C’est donc sans véritable soutien des directions syndicales et même une forme d’opposition pour d’autres, que les grévistes ont voulu répondre par « le nombre de D2I » à savoir le nombre de déclaration de grève qui allait faire office de « consultation de la base » comme disaient certains grévistes. L’attitude des organisations syndicales, pour le moins ambiguë pour certaines et farouchement hostile au mouvement pour d’autres, a laissé une brèche ouverte au gouvernement et au patronat pour une offensive visant à dénoncer des grévistes « radicalisés ». Eric Ciotti le nouveau président des Républicains, allant même jusqu’à traiter les grévistes de « terroristes ».
Malgré cela, ce sont l’ensemble des directions syndicales qui ont accepté de négocier en pleine soirée les conditions de fin de conflit d’une grève dont ils ne sont pas à l’origine. Un comportement qui semble incompréhensible étant donné que les trois premières organisations syndicales avaient pourtant refusé de signer quelques jours auparavant les propositions des négociations annuelles de la SNCF du 7 décembre dernier. Ainsi, de nombreux syndiqués sur Facebook et Twitter se sont interrogé sur les conditions démocratiques qui ont conduit à la signature d’un accord à l’aube, sans consultation des premiers concernés, à savoir les grévistes. L’ensemble des organisation syndicales représentées ont décidé unilatéralement de lever le préavis de grève du week-end du nouvel an. Le droit de grève des cheminots à la SNCF étant restreint par l’obligation de se déclarer 48 heures à l’avance sur un préavis déposé par une des organisations syndicales représentatives, elles ont ainsi privé de cadre légal les ASCT qui auraient voulu continuer le mouvement de grève pour obtenir de véritables augmentations de salaire à hauteur de l’inflation.
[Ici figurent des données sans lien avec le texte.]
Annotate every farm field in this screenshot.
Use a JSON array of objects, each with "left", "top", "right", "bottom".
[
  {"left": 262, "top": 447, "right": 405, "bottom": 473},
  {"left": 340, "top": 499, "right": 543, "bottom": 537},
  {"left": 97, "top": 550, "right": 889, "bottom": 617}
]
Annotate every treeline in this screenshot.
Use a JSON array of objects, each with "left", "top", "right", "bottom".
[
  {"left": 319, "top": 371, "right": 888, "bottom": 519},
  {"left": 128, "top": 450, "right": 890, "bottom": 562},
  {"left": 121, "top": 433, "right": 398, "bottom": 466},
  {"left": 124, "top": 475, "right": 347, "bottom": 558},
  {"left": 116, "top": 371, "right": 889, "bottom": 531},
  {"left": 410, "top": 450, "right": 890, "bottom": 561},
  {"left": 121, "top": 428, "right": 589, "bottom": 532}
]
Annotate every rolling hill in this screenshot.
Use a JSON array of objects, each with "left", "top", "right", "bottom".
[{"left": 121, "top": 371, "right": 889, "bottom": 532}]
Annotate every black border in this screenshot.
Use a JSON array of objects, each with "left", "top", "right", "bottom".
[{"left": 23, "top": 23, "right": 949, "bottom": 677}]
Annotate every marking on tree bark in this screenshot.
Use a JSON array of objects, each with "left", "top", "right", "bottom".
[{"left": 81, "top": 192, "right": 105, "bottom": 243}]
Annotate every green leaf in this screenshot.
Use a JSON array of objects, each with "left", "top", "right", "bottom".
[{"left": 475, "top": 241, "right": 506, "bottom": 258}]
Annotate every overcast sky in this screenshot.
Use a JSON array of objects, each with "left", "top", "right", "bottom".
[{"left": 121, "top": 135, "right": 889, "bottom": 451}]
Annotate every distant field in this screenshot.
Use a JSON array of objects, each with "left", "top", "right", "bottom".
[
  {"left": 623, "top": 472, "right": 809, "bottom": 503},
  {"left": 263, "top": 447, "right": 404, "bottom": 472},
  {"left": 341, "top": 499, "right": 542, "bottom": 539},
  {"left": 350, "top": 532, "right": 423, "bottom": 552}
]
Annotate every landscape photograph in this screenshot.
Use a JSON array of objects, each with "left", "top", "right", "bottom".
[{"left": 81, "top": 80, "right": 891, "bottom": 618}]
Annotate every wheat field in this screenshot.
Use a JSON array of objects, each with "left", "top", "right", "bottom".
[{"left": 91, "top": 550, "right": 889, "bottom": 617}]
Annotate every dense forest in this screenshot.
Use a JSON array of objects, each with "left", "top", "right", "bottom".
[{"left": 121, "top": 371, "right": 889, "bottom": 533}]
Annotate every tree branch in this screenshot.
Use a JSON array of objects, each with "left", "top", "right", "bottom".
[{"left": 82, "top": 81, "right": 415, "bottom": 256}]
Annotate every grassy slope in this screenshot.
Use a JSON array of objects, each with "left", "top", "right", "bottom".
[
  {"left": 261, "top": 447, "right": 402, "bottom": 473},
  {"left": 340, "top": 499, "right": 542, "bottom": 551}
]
Le Collectif National des ASCT (CNA) qui s’est constitué sur les réseaux sociaux au début du mouvement, a de son côté soutenu la signature de l’accord en déclarant dans un communiqué commun avec Sud Rail et la CFDT Cheminots qu’« une très grande majorité de [ses] revendications [...] ont été satisfaites ». Alors qu’une alarme sociale avait été déposée en octobre dernier, la direction a choisi de faire la sourde-oreille jusqu’au mois de décembre et au premier week-end de grève. Cet accord de fin de conflit témoigne donc d’un recul de la direction sous pression de l’impact de la grève pendant la période des fêtes. Et pour cause, le week-end du 3 et 4 décembre le taux de grévistes chez les ASCT avoisinait les 90%, tandis que ce week-end et celui du nouvel an s’annonçaient également massivement suivis. La SNCF a annoncé plus de 200 000 billets annulés, dans une période charnière pour l’entreprise qui a du annoncer le remboursement à 200% du prix.
Ainsi, l’impact de la grève des contrôleurs, montre la puissance des travailleurs lorsque leur détermination part de la base, lorsqu’ils décident de s’organiser et lutter offensivement. De plus, pour mesurer réellement l’impact de cette grève, il faut mettre ses chiffres en perspective vis-à-vis de l’offensive des derniers jours, entre la trahison affichée de la CFDT et l’UNSA dans les médias, le cheminot-bashing, ou encore les menaces de réquisition évoqués par Christian Estrosi. Dans ce contexte, la base des ASCT a montré une détermination contre vents et marrées C’est dire ce qu’aurait pu être ce mouvement si en plus de tout un secteur de la SNCF, les organisations syndicales avaient appelé l’ensemble des cheminots à se mobiliser pour obtenir des augmentations de salaires générales qui aurait pu convenir aux contrôleurs mais aussi bien au-delà, bien plus que les 720€ brut annuel obtenus en guise d’augmentation de salaire.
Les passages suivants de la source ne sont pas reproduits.